Land remediation on these sites must start with investigations appropriate to the level of uncertainty. When historical records are limited, the scope of investigation should match that limitation. At a minimum, this includes representative sampling, targeted analysis for site-specific contaminants, and a risk assessment that considers the intended end use to develop a credible remediation plan. Rushing the investigation to cut upfront costs is a false economy; issues overlooked often emerge during enabling works, at a much higher cost to address.
The regulatory landscape introduces additional complexity. Contaminated land in England falls under Part IIA of the Environmental Protection Act, but enforcement is inconsistent, and the criteria for officially designating land as contaminated are intentionally strict. As a result, much remediation on brownfield sites depends on planning conditions rather than regulatory action — and there’s significant variability in both the quality of these conditions and the oversight of their implementation.
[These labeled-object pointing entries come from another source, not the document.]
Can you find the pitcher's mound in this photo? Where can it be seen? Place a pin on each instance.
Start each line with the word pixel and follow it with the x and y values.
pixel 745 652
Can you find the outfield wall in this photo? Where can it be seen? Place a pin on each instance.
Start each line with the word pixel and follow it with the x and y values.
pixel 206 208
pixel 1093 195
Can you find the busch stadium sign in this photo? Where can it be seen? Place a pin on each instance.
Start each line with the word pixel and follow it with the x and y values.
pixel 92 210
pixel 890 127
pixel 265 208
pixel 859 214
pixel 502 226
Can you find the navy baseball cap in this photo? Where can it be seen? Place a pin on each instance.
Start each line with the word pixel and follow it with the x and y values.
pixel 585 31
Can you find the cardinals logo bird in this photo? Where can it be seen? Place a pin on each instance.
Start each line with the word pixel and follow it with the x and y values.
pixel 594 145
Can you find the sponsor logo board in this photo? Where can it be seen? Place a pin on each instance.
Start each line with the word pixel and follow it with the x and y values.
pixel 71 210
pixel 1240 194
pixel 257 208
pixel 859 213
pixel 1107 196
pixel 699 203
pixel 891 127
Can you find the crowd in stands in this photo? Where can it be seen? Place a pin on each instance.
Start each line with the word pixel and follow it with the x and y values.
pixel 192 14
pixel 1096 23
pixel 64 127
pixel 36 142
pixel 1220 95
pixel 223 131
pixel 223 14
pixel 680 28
The research highlights that inadequate regulation has real-world implications: developers cannot rely on the system to pinpoint issues before purchasing or beginning development of a site.
“We go to sites all the time where the desk study said it was fine, and it absolutely wasn’t. 300,000 sites with no proper records — that doesn’t surprise me at all. The developers who end up in trouble are the ones who cut corners on the ground investigation to save a few quid at the front end. You find it early, you deal with it, and you move on. You find it halfway through groundworks, and you’ve got a real problem on your hands. It’s not complicated.”